« Pourquoi la démocratie a besoin de la religion » c’est le titre du dernier livre d’Hartmut Rosa qui reprend les propos d’une conférence « donnée à une Rencontre diocésaine de Würzburg en 2022 ».
Il a d’abord le grand avantage de résumer les deux thèses principales de l’auteur développées depuis une vingtaine d’année dans plusieurs ouvrages :
- Notre société est entrée dans un mouvement d’accélération permanente, ce que l’auteur appelle « l’immobilité fulgurante » ou son préfacier Charles Taylor « la stabilisation dynamique », qui s’autoentretient, mais n’est pas (plus) tenable : « Nous dansons de plus en plus vite, simplement pour rester en place ». La traduction économique en est la croissance, dont le diagnostic de l’auteur a l’avantage de nous rappeler qu’en termes mathématiques elle ne s’assimile pas à une vitesse (si nous avancions à la même vitesse la croissance serait égale à zéro) mais à une accélération (ce qu’on appelle la dérivé seconde, et l’on sait qu’on ne peut pas accélérer indéfiniment). Il s’agit au sens le plus profond du terme d’une forme d’aliénation : « L’aliénation par rapport au monde et l’aliénation par rapport à soi ne sont pas deux choses séparées mais simplement les deux faces de la même pièce. Elle persiste lorsque les « axes de résonance » entre l’être et le monde deviennent silencieux. »
- « Si le problème est l’accélération, alors la résonance est peut-être la solution ». Pour arrêter cette accélération mortifère il fait l’hypothèse qu’il nous faut (re)développer la résonance avec le monde et en soi-même.
Deux thèses qu’il applique aux deux pôles de sa réflexion :
- La démocratie d’abord : c’est de cette résonance, plus que de décroissance ou même de décélération dont a besoin la démocratie, « le credo de notre société », mais qui « exige des voix, des oreilles et des cœurs qui écoutent ».

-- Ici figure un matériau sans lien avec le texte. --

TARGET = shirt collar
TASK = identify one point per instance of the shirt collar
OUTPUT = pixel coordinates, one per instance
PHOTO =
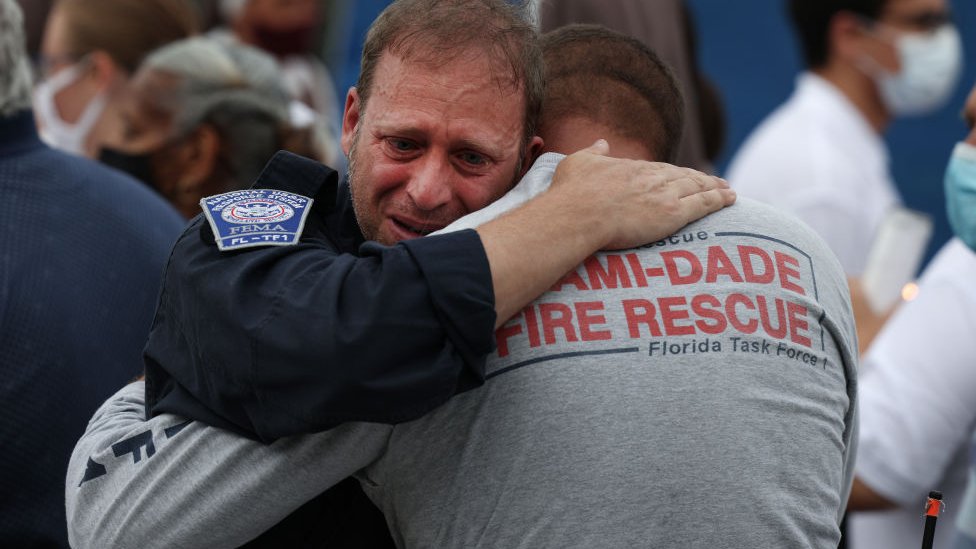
(18, 132)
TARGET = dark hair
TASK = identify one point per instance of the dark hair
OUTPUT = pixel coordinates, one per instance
(812, 18)
(601, 75)
(437, 31)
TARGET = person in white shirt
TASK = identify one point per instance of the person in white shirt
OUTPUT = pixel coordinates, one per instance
(820, 155)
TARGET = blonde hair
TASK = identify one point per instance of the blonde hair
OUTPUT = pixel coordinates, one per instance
(127, 30)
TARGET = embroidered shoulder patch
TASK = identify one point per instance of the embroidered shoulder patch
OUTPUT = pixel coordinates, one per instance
(256, 217)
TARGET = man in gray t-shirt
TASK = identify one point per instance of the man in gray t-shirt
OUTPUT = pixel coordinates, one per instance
(697, 390)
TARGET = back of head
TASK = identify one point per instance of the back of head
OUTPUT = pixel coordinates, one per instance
(614, 81)
(127, 30)
(438, 32)
(812, 18)
(15, 74)
(233, 87)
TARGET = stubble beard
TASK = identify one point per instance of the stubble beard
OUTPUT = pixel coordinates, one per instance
(358, 207)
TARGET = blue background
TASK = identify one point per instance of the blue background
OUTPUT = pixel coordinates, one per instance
(747, 48)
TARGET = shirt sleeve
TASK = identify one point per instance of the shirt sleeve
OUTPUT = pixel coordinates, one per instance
(277, 341)
(172, 482)
(916, 393)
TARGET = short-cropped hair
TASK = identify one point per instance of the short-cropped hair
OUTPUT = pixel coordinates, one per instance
(437, 32)
(615, 80)
(236, 89)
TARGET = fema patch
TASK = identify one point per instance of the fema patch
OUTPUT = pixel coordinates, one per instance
(256, 217)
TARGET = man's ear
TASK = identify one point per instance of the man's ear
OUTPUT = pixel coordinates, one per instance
(532, 151)
(350, 119)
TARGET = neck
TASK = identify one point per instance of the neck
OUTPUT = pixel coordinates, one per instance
(860, 89)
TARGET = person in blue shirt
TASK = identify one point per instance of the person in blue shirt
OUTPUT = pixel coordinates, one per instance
(361, 319)
(81, 256)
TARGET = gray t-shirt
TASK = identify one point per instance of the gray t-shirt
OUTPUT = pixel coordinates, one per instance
(696, 391)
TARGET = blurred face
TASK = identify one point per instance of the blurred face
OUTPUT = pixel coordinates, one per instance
(432, 145)
(283, 14)
(56, 57)
(147, 113)
(282, 27)
(906, 17)
(969, 115)
(149, 147)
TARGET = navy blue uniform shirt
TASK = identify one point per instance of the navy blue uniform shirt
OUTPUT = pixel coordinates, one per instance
(281, 340)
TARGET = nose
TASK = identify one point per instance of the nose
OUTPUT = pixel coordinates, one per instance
(430, 187)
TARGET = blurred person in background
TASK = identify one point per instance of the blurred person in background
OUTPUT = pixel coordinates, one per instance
(821, 155)
(288, 29)
(666, 27)
(960, 187)
(202, 117)
(917, 398)
(81, 258)
(89, 51)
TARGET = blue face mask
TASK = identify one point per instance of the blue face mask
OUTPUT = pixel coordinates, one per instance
(960, 187)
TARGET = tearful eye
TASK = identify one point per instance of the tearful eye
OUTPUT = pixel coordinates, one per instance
(474, 159)
(401, 145)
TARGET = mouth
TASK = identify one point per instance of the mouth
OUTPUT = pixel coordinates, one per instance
(413, 228)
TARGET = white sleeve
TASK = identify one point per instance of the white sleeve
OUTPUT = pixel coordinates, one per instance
(171, 482)
(916, 393)
(535, 182)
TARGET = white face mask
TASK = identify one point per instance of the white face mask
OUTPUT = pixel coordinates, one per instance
(54, 130)
(930, 68)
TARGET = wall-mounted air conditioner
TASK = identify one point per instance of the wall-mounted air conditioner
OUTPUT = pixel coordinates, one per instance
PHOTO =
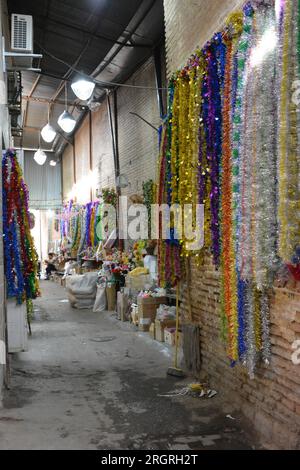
(22, 39)
(22, 33)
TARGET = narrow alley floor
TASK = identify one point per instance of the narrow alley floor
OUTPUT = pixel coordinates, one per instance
(89, 381)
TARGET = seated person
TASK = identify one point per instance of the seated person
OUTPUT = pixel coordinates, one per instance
(50, 265)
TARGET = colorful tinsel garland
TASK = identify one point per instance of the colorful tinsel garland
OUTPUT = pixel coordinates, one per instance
(231, 142)
(21, 261)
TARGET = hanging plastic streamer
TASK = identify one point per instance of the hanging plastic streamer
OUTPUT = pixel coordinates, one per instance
(288, 161)
(229, 291)
(168, 250)
(21, 261)
(244, 131)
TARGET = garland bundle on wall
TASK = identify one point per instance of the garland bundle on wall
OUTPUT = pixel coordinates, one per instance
(21, 261)
(80, 226)
(231, 142)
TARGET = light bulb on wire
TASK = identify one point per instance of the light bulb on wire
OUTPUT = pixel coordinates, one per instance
(66, 121)
(48, 133)
(39, 156)
(83, 88)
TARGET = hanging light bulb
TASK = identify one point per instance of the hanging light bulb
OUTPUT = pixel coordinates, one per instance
(48, 133)
(83, 88)
(66, 120)
(40, 157)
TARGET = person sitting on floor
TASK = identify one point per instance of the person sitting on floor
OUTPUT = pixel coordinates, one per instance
(50, 265)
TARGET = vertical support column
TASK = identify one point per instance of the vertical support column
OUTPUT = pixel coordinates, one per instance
(4, 138)
(91, 148)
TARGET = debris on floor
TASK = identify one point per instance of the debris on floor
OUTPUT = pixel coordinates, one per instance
(195, 390)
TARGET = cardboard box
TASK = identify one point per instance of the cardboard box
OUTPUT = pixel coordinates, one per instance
(111, 295)
(170, 336)
(160, 328)
(122, 306)
(152, 330)
(147, 311)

- La religion, ensuite : et je dois dire qu’en revanche je n’ai pas été totalement convaincu quand il répond oui à « la question de savoir si la société d’aujourd’hui a encore besoin de l’Eglise ou de la religion« . Certes « la religion est une force (qui) dispose d’un réservoir d’idées et d’un arsenal de rituels, avec ses chants, ses gestes, ses espaces, ses traditions et ses pratiques appropriées, qui permettent de sentir et de donner du sens à ce que veut dire être appelé, se laisser transformer, être en résonance. » Mais n’est-ce pas l’objectif des religions que d’enfermer dans des rites et des dogmes une résonnance « par nature indisponible ».
Pour moi ce qu’il vise par le terme « religion », ou « Eglise », c’est ce que je préfère appeler « spiritualité » et que Charles Taylor appelle dans sa préface en visant tant les croyants que les incroyants, « l’ouverture à l’interpellation, dans l’expérience de la résonance ».